Poetry / March 2014 (Issue 23)


Ghost Husband

by Renée M. Schell


 
Uncountable miles away your cells undergo
respiration in the air of a land I do not know.

Strange tones, alien vowels ring
in your ears like wood striking bronze.

New words permeate your dreams but I hear only
fragments like “garlic sauce” or “rice paper.”

You inhabit another cityscape now: pagodas,
inscrutable black marks on neon signs.

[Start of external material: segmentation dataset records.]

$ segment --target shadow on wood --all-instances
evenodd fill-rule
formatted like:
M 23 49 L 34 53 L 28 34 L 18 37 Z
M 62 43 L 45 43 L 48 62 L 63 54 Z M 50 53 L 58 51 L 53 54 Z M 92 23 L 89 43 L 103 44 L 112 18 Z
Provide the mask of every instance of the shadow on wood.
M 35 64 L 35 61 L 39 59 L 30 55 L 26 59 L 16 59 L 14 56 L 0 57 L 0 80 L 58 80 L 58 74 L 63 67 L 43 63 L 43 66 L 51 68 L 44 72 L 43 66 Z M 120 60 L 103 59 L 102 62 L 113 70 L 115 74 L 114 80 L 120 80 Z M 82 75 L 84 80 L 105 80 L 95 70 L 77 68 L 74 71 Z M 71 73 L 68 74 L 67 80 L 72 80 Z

Roasted scorpion.

The music of its pretty women tapping their heels
along crowded sidewalks echoes just beyond my hearing.

Can they read in your face what I would read
were I not uncountable miles away?

Mornings I take your bottle of hot sauce, twist off the cap
and shake uncertain drops onto cooked eggs.

Pungent and sour, the scent rises.
I smell what you smell, taste what you taste.

Uncountable miles away you gaze upon a great
wall of stone and bricks, tamped earth and wood.

I stare out the kitchen window.
The neighbor’s rickety fence blocks my view.

One day soon you’ll leave behind the spicy soup,
spend some necessary time over the Pacific.

Your atoms and molecules will reappear before my eyes,
an apparition out of the western sky after

our sun sets into the same Saturday morning
you woke up to when my Friday eyes were closed

in afternoon dreams uncountable miles away.